Dejó la pistola y encarriló sus pensamientos hacia el futuro. El husmeo en el despacho del funcionario le había compensado. Al día siguiente, Fiske y Sara tendrían que enfrentarse a un duro interrogatorio. Lo primero que haría él sería ocuparse de Chandler, ponerle al corriente de las novedades y dejar que el beligerante inspector de homicidios cumpliera con su deber. McKenna se levantó y empezó a caminar por el estudio. Tenía en las paredes una serie de fotos enmarcadas en las que se le veía con una serie de personajes importantes. En una mesa aparte tenía dispuestos pulcramente un gran número de premios y felicitaciones que había cosechado por su destreza y valor como agente del FBI. Había vivido una larga y productiva carrera en el campo del orden público, si bien no había conseguido compensar un único acontecimiento que le había avergonzado enormemente. Le había ocurrido hacía muchos años y sin embargo era uno de los recuerdos más claros que guardaba en su mente. Lo que había hecho entonces le obligaba hoy a incriminar falsamente a John Fiske.

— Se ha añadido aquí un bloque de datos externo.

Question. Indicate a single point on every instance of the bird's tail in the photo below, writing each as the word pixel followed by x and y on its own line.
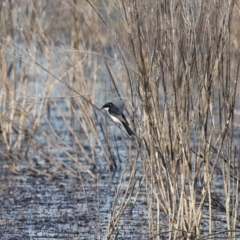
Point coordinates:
pixel 128 129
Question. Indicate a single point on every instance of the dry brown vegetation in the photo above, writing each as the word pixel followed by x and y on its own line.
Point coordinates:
pixel 175 67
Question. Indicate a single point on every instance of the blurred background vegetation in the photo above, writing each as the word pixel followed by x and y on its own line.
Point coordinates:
pixel 173 65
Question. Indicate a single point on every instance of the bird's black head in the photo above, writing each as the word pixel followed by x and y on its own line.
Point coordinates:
pixel 107 105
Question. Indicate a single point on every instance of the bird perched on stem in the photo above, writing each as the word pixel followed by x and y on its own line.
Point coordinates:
pixel 117 116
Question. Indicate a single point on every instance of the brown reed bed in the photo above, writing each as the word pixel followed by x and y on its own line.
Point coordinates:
pixel 177 76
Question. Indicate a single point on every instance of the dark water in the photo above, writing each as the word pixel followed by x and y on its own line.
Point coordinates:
pixel 37 207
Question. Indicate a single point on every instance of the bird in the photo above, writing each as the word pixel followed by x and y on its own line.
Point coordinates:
pixel 117 116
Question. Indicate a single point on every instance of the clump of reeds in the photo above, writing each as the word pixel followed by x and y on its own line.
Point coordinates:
pixel 177 77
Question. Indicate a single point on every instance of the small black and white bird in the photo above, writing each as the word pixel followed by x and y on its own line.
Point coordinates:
pixel 117 116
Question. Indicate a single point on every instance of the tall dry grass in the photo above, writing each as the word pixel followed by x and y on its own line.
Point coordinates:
pixel 175 68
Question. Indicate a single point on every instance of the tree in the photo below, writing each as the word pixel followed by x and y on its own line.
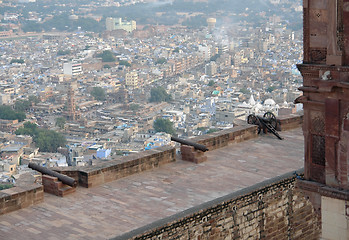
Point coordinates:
pixel 7 113
pixel 28 128
pixel 45 140
pixel 125 63
pixel 134 107
pixel 49 141
pixel 22 105
pixel 159 94
pixel 161 60
pixel 244 90
pixel 60 122
pixel 107 56
pixel 164 125
pixel 33 99
pixel 17 61
pixel 63 52
pixel 270 89
pixel 98 93
pixel 212 130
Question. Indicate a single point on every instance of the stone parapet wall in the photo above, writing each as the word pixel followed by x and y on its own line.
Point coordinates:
pixel 91 176
pixel 15 198
pixel 223 138
pixel 289 122
pixel 273 209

Apagó el cigarrillo y anduvo en silencio por la casa. Su esposa hacía mucho que se había ido a la cama. Sus dos hijos ya eran mayores y hacían su vida. A nivel económico no podía quejarse, pese a que un agente del FBI nunca gana una barbaridad, a menos que renuncie a la placa. La que sí se lo había montado bien era su mujer, pues era socia de un importante bufete de abogados del distrito de Columbia. Por ello vivía en aquella casa grande, lujosamente amueblada y básicamente vacía. Volvió la vista hacia su rincón privado. Su distinguida carrera, perfectamente representada en aquella mesa, compendiada en aquellas fotos. Aspiró profundamente al sumergirse en la oscuridad. La penitencia era una responsabilidad para toda la vida.

El avión tomó tierra y rodó por la pista hasta detenerse. Minutos más tarde, Fiske y Sara se dirigían al aparcamiento del Aeropuerto Nacional.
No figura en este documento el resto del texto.